ABOVE: A prototype design for SPOT. CREDIT: Integrated Innovation Institute.
Connie Chun earned her MBA from the Tepper School of Business in May of this year. She worked on SPOT. She said one of the big hurdles they faced while brainstorming ideas for the project was how to avoid victim-blaming. She cited the recently announced "anti-rape nail polish" as an example of a good idea that missed the mark.
"As much of a good intention as (the nail polish's creators) might have, they still put the responsibility on the potential victim," Chun said. "So if the victim didn't wear the technology or use the app, it was their fault. We decided the way to address the issue was to get the community involved."
SPOT's developers liked the idea of a smartphone app, but it posed a timing dilemma: Everyone brings their phone to a party, but it's usually in their pocket or purse. A time-sensitive message might not reach the recipient in time. With SPOT, the host of the party or a designated "risk manager" would sport a tech bracelet that lit up and vibrated when they got a message on their phone from the app.

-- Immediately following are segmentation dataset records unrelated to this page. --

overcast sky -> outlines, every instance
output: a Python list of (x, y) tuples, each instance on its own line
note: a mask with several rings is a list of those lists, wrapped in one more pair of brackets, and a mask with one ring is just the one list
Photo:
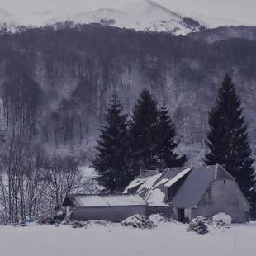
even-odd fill
[[(65, 7), (70, 12), (100, 7), (119, 7), (130, 0), (0, 0), (0, 7), (10, 12)], [(256, 24), (256, 0), (155, 0), (173, 11)]]

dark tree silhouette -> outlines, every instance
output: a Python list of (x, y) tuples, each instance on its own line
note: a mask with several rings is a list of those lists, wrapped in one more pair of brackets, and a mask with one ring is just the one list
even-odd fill
[(158, 166), (158, 126), (157, 102), (148, 90), (144, 89), (133, 108), (130, 129), (135, 174)]
[(158, 154), (160, 166), (163, 168), (181, 167), (185, 164), (188, 158), (175, 152), (178, 143), (175, 126), (168, 111), (164, 105), (159, 110), (159, 124), (158, 129)]
[(252, 150), (241, 102), (228, 75), (219, 91), (216, 105), (210, 113), (209, 125), (206, 164), (223, 165), (236, 178), (246, 197), (252, 201), (255, 184)]
[(127, 116), (116, 95), (107, 108), (106, 125), (101, 129), (93, 167), (97, 178), (109, 192), (120, 192), (134, 178), (129, 171)]

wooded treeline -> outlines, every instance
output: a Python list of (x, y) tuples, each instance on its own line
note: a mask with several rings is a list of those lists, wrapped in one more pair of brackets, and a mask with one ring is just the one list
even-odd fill
[(1, 35), (0, 54), (8, 128), (12, 130), (15, 122), (24, 136), (36, 134), (50, 147), (90, 150), (88, 145), (104, 124), (111, 95), (116, 92), (130, 112), (147, 88), (166, 102), (182, 148), (191, 145), (188, 153), (194, 159), (205, 149), (207, 119), (201, 116), (207, 116), (225, 73), (239, 85), (255, 145), (254, 40), (210, 45), (164, 33), (58, 24)]

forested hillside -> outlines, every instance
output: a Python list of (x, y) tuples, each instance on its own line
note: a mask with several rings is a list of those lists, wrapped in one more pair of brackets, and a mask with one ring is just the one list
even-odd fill
[(129, 112), (146, 88), (166, 103), (182, 151), (199, 164), (208, 111), (229, 73), (256, 152), (255, 69), (256, 42), (246, 39), (209, 44), (99, 25), (5, 34), (0, 36), (2, 129), (5, 136), (16, 131), (89, 160), (113, 92)]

ABOVE: A video about SPOT. CREDIT: Integrated Innovation Institute
Mike Bojanoski, another recent graduate who worked at the Integrated Innovation Institute, worked on NightOwl. NightOwl creates a temporary location-based network that guests can access to communicate with fellow partygoers. The developers wanted people to use NightOwl for all kinds of messaging, not just sexual assault warnings. That functionality means people will already have their phone out and be using the app while they're having a good time, at which point they also theoretically could use it to report a possible safety issue. And it messages everyone in the vicinity, not just a specific person.
"Let's say the party runs out of drinks, I could say 'I'm going to the store, does anybody have any requests?" Bojanowski suggested. "Or I could say, 'a neighbor knocked on the door and everyone should quiet down.' I can message that to everyone." They're working on integrating song requests via integration with Spotify.
ABOVE: A video about NightOwl. CREDIT: Integrated Innovation Institute
Right now, both NightOwl and SPOT are prototypes: They've been designed and tested by focus groups, but there are no functioning models of either app. Boatwright says he hopes getting the word out about the ideas might attract the people they need to make them reality.
"The next step for the Institute is to get some funding to code them up," Boatwright said. "They've proven the concept, that it's feasible, but the features aren't there. So the next step is to hire somebody to program a working prototype."